The Dalai Lama, the leader of Tibetan Buddhism, has been in town or near it during our whole expedition. Thursday morning he gave a public speech, a sermon really, in Leh so some of us went to hear what he had to say. By the way, in the USA a lot of us have been pronouncing his title wrong. He’s not the “dolly” lama, he is the “da-LIE” lama.
Needless to say there was a big traffic jam on the way. We should have started much earlier. But the traffic never quite stopped moving, our driver was skillful, and in the end we were only half an hour late. In India, that’s nothing.
The Dalai Lama’s speech lasted for hours. This was partly because he spoke in his native Tibetan, with simultaneous translation into English for the benefit of us foreigners, who had our own seating area close to the stage. But after each major section of his talk, it would be read a second time in the local Ladakhi language, which is related to Tibetan but different enough to merit a re-reading. So we snoozed through these parts. We were sitting on a canvas tarp in the hot sun. The binoculars I brought allowed us to watch him as though he was right there. He smiles a lot, and cracked some jokes. The crowd was the most orderly gathering of people I have ever seen.
What did he say? I took some notes but they are necessarily fragmentary. Here they are; the errors and omissions are mine, not the Dalai Lama’s:
The Buddha overcame his own suffering. Get rid of negative emotions. Buddha-hood is a state where your mind is free. Become a Buddha to benefit all sentient beings. It doesn’t come to you merely through prayer. He talks about happiness. He tells the story of Siddhartha Gautama; an Indian prince who discovered birth, aging, sickness and death once he left his privileged home. Siddhartha Gautama lead an ascetic life for years, then became enlightened in the forest. He found a nectar-like principle: compassion and love. Four noble truths. Suffering must be known (but there’s nothing to be known.) The origin of suffering must be rooted out. Impermanence, emptiness, selflessness, mindfulness. He says “I am speaking from scripture, but also from my own experience.” He talks about the Buddha’s disciples. He talks about some “sutras” (holy books). He talks about the spread of the Buddha’s teachings into China, Japan, Vietnam, etc. He talks about the transmission of texts to these cultures. It’s partly a history lesson.
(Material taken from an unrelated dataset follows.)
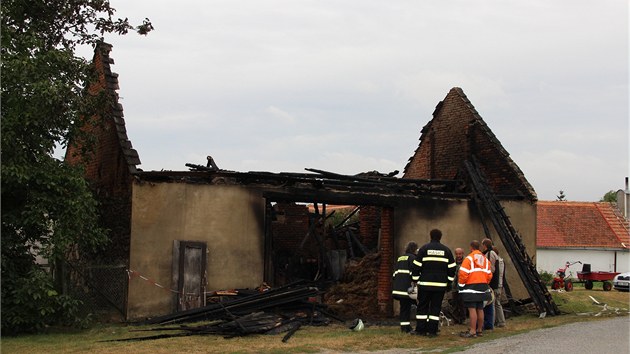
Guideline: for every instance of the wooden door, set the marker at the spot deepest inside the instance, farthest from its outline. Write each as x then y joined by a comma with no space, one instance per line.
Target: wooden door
191,274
Then he takes questions from the crowd. The first one was “how do we know we all have the Buddha nature?” The Dalai Lama’s answer to this is long and involved and invokes some scripture. We leave before all the questions have been answered, because we have a meeting to prepare for with some school children from the Rangdum Valley Middle School. They have driven for two days to see the Dalai Lama (and to meet us.)